You are viewing a plain text version of this content. The canonical link for it is here.
Posted to issues@kudu.apache.org by "Grant Henke (JIRA)" <ji...@apache.org> on 2018/05/24 21:36:00 UTC

[jira] [Updated] (KUDU-2454) Avro Import/Export does not round trip

     [ https://issues.apache.org/jira/browse/KUDU-2454?page=com.atlassian.jira.plugin.system.issuetabpanels:all-tabpanel ]

Grant Henke updated KUDU-2454:
------------------------------
    Affects Version/s: 1.5.0

> Avro Import/Export does not round trip
> --------------------------------------
>
>                 Key: KUDU-2454
>                 URL: https://issues.apache.org/jira/browse/KUDU-2454
>             Project: Kudu
>          Issue Type: Bug
>    Affects Versions: 1.5.0
>            Reporter: Grant Henke
>            Priority: Critical
>
> When exporting to Avro columns with type Byte or Short are treated as Integers because Avro doesn't have a Byte or Short type. When re-importing the data, the job fails because the column types do not match.
> Ideally spark-avro would solve this by safely casting the values back to the smaller type. Guava has utilities to make this straightforward. (ex. Shorts.checkedCast(i)). We could send a pull request to spark-avro to fix this, or add some special handling to the Kudu side to handle the safe downconversion. 
> Another type issue when exporting is that Decimal values are written as Strings instead of BigDecimal logical types. There are a few un-merged pull request to fix that here: 
>  * [https://github.com/databricks/spark-avro/pull/276]
>  * [https://github.com/databricks/spark-avro/pull/121]
> Additionally Timestamp values are written as longs instead of Timestamp logical types (timestamp-micros).

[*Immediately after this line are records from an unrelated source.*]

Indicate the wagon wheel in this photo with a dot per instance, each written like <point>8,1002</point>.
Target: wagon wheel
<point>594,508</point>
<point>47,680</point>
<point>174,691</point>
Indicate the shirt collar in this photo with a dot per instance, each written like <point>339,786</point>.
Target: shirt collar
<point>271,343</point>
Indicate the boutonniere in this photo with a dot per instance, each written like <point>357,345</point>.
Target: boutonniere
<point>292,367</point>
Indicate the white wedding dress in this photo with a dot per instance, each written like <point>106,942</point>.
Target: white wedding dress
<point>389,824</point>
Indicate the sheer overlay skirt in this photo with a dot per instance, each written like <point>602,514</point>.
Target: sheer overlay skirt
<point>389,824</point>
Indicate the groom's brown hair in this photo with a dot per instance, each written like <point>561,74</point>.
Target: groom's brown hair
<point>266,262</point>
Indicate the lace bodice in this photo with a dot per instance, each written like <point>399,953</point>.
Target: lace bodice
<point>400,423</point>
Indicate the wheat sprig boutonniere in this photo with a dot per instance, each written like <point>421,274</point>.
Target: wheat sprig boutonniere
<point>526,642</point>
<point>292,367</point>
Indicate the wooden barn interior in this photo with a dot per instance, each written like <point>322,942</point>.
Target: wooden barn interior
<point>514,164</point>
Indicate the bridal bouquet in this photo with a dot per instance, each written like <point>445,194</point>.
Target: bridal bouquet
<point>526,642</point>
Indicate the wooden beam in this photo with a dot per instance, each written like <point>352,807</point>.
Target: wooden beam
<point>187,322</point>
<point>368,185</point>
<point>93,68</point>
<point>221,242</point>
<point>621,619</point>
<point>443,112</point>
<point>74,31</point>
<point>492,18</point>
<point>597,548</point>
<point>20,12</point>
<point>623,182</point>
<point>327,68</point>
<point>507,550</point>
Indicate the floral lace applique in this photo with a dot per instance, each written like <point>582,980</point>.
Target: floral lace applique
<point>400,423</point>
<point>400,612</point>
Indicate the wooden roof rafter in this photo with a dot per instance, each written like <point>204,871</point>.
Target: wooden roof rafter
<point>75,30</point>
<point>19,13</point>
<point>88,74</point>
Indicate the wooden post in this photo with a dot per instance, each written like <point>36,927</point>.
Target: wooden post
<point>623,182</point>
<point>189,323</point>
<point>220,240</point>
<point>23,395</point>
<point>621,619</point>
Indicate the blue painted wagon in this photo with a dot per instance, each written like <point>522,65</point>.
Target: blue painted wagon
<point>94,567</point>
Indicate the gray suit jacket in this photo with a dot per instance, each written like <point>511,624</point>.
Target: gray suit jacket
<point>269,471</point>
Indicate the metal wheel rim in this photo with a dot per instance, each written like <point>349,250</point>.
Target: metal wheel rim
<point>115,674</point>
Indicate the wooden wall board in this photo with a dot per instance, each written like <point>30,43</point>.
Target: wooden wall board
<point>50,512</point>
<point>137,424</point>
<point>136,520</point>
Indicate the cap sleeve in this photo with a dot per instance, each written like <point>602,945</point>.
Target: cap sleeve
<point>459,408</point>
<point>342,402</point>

This is a data corruption issue because the long [value that is output|https://github.com/databricks/spark-avro/blob/0764d699015975acf87dc5210cca8a43db84196a/src/main/scala/com/databricks/spark/avro/AvroOutputWriter.scala#L103] is in milliseconds (Timestamp.getTime()) but the expected long value for a Kudu Timestamp column should be in microseconds.
> Given all these issues, ImportExportFiles needs a lot more test coverage before we suggest it's use. Currently it only tests importing Strings form a CSV and does not test Avro or parquet support.



--
This message was sent by Atlassian JIRA
(v7.6.3#76005)